To Be Or Not To Be In the Memory Buffer

To Be or Not To Be

Sometimes when I get pulled in to look at a database, I’ll sit down with the developers or database administrators working on the database and get some background on the database.  This usually includes pointing on the important tables, an explanation of why some design decisions were made, and some pre-conceived notions about where to begin focusing.

I’m going to pass on going through my triage process today, but instead focus on the notion of important tables.  This is an area that I often get to provide some immediate feedback to the client.

The Importance in Being Important

How does one define an important data?

  • The most data? This seems a no-brainer but don’t archive tables tend to usually be pretty large and by being archive, maybe no longer important data.
  • The most recently updated data? Probably not, this could have been the StateProvince tables because Jim in marketing decided that Puerto Rico should be a country now.  Yeah, I worked at a place where some days it was a country and others a territory.
  • The most sensitive data? While a customer may feel the security of their data is the most important aspect of the data in your database.  If I’m out looking into performance issues, it might not be a consideration in this scenario.
  • The most active data? This is usually where I tend to focus.  Data that is being used is probably the most important data in the system.  Especially if a lot of the data is being used.
Finding the Most Active Data

To find the active data, a good place to start looking would be in the memory buffer.  Since data that is most actively being used will hang out there it is a good indicator of what your active data is.  By looking at the data in memory, you can start to make decisions on which tables and indexes to pay a little more attention to.  The trouble with this approach though will be that data used now may not be used later.

But that might be exactly the problem.  If you know that an un-indexed archive table is never used and the entire table is in memory, that may be the source of some problems.  Something had to move out of memory for something to move into it.

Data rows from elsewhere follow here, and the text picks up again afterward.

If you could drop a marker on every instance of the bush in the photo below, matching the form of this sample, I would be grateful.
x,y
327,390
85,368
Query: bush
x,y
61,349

Below is the T-SQL Script that I used to determine what is in the buffer.  It is scoped to the database level so you would need to run this multiple times across a few databases to see what is going on for the entire server.

;WITH AllocationUnits
AS (
    SELECT 
        p.object_id
        ,p.index_id
        ,p.partition_number 
        ,au.allocation_unit_id
    FROM sys.allocation_units AS au
        INNER JOIN sys.partitions AS p ON au.container_id = p.hobt_id AND (au.type = 1 OR au.type = 3)
    UNION ALL
    SELECT p.object_id
        ,p.index_id
        ,p.partition_number 
        ,au.allocation_unit_id
    FROM sys.allocation_units AS au
        INNER JOIN sys.partitions AS p ON au.container_id = p.partition_id AND au.type = 2
)
SELECT t.name as table_name
    ,i.name as index_name
    ,i.[type_desc]
    ,au.partition_number
    ,COUNT(*) AS buffered_page_count
    ,CONVERT(decimal(12,2), CAST(COUNT(*) as bigint)*CAST(8 as float)/1024) as buffer_mb
FROM sys.dm_os_buffer_descriptors AS bd 
    INNER JOIN AllocationUnits au ON bd.allocation_unit_id = au.allocation_unit_id
    INNER JOIN sys.all_objects t ON au.object_id = t.object_id
    INNER JOIN sys.indexes i ON au.object_id = i.object_id AND au.index_id = i.index_id
WHERE bd.database_id = db_id()
GROUP BY t.name, i.name,i.[type_desc], au.partition_number
ORDER BY COUNT(*) DESC

HINT: Try running this on MSDB some time right after database backups.  I’ve run into a few cases where backup tables haven’t been cleaned up in ages and the amount of data in those tables bumps a lot of user data out of the buffer while performing backups.  Not the most ideal situation.